Un circuit d'approbation rapide : le contenu régulier passe par le cycle de révision normal. Le contenu de tendance a besoin d'un circuit plus court — peut-être un approbateur unique, une fenêtre de 30 minutes. Définissez ceci à l'avance pour éviter de le renégocier à chaque fois qu'une tendance éclate.
Un journal des « refus » : conservez un relevé simple des tendances que vous avez consciemment décidé de ne pas suivre, et pourquoi. Au fil du temps, cela devient un outil d'étalonnage — vous remarquerez des patterns dans ce que vous sautez systématiquement, ce qui vous renseigne sur la position réelle de votre marque par rapport à là où vous pensiez qu'elle était.
La dimension responsabilité
Une note pratique : la personne qui repère la tendance ne devrait pas être aussi la validatrice finale pour décider de la publier. Il existe un biais par lequel l'excitation de la découverte pousse la personne qui l'a trouvée à sous-pondérer les portes de risque. Un deuxième regard — même un message asynchrone de cinq minutes — attrape des éléments que le découvreur enthousiaste rate.
Ce n'est pas de la bureaucratie ; c'est simplement un bon processus pour du contenu avec un profil de risque plus élevé que la moyenne.

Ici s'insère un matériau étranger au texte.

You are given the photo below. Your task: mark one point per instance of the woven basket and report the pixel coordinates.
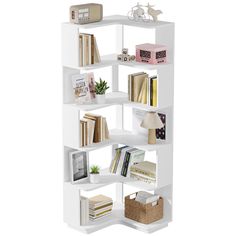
(143, 213)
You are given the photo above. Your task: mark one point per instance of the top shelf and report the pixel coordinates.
(122, 20)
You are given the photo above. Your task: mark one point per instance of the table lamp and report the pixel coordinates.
(152, 122)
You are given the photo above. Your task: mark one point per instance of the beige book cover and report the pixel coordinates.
(97, 57)
(98, 200)
(137, 84)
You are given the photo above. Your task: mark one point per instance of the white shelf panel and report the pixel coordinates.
(122, 20)
(133, 140)
(106, 178)
(114, 98)
(117, 217)
(111, 59)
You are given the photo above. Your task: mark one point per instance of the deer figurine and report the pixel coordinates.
(153, 13)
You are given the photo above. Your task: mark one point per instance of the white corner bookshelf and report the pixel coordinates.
(72, 113)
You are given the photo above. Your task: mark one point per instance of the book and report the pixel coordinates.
(121, 159)
(84, 212)
(97, 128)
(91, 85)
(135, 158)
(145, 168)
(88, 50)
(143, 178)
(81, 88)
(132, 157)
(98, 201)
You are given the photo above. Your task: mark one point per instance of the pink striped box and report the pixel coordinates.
(151, 53)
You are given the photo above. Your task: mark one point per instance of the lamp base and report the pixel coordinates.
(152, 136)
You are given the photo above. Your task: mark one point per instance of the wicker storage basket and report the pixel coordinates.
(143, 213)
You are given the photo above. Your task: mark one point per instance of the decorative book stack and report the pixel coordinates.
(144, 171)
(93, 129)
(84, 212)
(142, 88)
(88, 50)
(99, 206)
(124, 158)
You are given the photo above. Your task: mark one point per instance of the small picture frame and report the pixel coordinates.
(78, 166)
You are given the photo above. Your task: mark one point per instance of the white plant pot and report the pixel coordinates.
(100, 98)
(94, 178)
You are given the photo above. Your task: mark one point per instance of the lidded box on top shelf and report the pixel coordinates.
(151, 53)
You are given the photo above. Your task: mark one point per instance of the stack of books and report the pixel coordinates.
(93, 129)
(88, 50)
(84, 210)
(144, 171)
(99, 206)
(124, 158)
(142, 88)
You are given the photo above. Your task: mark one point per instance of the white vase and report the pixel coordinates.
(94, 178)
(100, 98)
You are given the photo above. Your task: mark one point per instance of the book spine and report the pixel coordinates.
(154, 93)
(125, 164)
(92, 49)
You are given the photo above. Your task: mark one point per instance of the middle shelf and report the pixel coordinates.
(106, 178)
(118, 136)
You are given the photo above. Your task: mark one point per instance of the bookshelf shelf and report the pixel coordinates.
(121, 20)
(111, 60)
(136, 137)
(117, 217)
(106, 178)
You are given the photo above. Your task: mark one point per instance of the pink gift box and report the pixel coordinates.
(151, 53)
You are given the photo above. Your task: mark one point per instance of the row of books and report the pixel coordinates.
(94, 208)
(88, 50)
(124, 158)
(93, 129)
(143, 89)
(144, 171)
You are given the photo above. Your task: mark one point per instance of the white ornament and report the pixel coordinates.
(153, 13)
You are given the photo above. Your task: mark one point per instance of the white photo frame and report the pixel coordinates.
(79, 167)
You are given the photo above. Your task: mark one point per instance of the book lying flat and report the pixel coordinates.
(145, 167)
(99, 200)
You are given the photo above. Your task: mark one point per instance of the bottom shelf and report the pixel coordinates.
(117, 217)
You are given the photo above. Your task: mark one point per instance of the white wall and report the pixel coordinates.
(31, 133)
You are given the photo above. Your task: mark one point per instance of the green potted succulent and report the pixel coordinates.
(94, 174)
(100, 89)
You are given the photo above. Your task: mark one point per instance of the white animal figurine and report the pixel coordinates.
(138, 11)
(153, 13)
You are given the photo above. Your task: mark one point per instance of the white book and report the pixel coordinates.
(96, 52)
(122, 156)
(84, 210)
(89, 49)
(145, 197)
(135, 157)
(90, 130)
(83, 50)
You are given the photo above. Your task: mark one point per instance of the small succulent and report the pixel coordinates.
(101, 87)
(94, 169)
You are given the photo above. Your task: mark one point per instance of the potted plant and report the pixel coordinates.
(100, 89)
(94, 174)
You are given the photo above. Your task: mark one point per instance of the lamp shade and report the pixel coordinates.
(152, 121)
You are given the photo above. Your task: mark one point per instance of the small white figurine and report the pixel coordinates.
(137, 13)
(153, 13)
(125, 56)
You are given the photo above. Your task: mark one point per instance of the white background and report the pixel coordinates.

À quoi ressemble vraiment un bon trendjacking
La mesure d'une publication de tendance réussie n'est pas « elle est devenue virale ». La plupart des contenus de tendance, même des grandes marques, ne deviennent pas viraux. La mesure est : s'est-elle sentie authentique, a-t-elle touché les bonnes personnes, et quelqu'un qui la voit comprendrait-il immédiatement qui nous sommes et ce que nous représentons ?
Une publication de taille moyenne qui atterrit authentiquement auprès de votre audience existante et attire une petite vague de nouveaux abonnés qui correspondent vraiment — c'est mieux qu'une publication virale qui génère des abonnements de personnes venues pour le mème et qui repartent une fois l'effet passé.
Le taux d'engagement sur le contenu de tendance est un meilleur signal que la portée brute. Un engagement élevé sur une portée modérée signifie que les bonnes personnes ont répondu. Une portée élevée sur un faible engagement signifie généralement que la publication a atterri en dehors de votre audience principale — ce qui est acceptable, mais pas l'objectif.
Vers une marque prête pour les tendances
Il y a un point contre-intuitif enfoui dans tout ceci : les marques les mieux positionnées pour faire du trendjacking efficacement sont celles qui ont la voix de marque la plus claire et le rythme de publication le plus cohérent. Pourquoi ? Parce que :
- Une voix claire rend le contrôle de la porte 3 rapide. Vous savez déjà ce qui convient.
- Une publication cohérente signifie que votre audience a des attentes calibrées — elle reconnaîtra une publication de tendance comme délibérément ludique, pas comme une rupture de personnage.
- Un calendrier de publication actif signifie que vous avez l'infrastructure pour pousser du contenu rapidement quand le moment l'exige.
Un compte inactif qui ne se réveille que pour suivre les tendances semble opportuniste. Un compte actif qui s'appuie occasionnellement sur une tendance semble humain.
Le trendjacking n'est pas une stratégie de croissance en soi — c'est un multiplicateur sur une base de contenu fonctionnelle. Construisez d'abord les fondations, puis utilisez ces moments pour accélérer.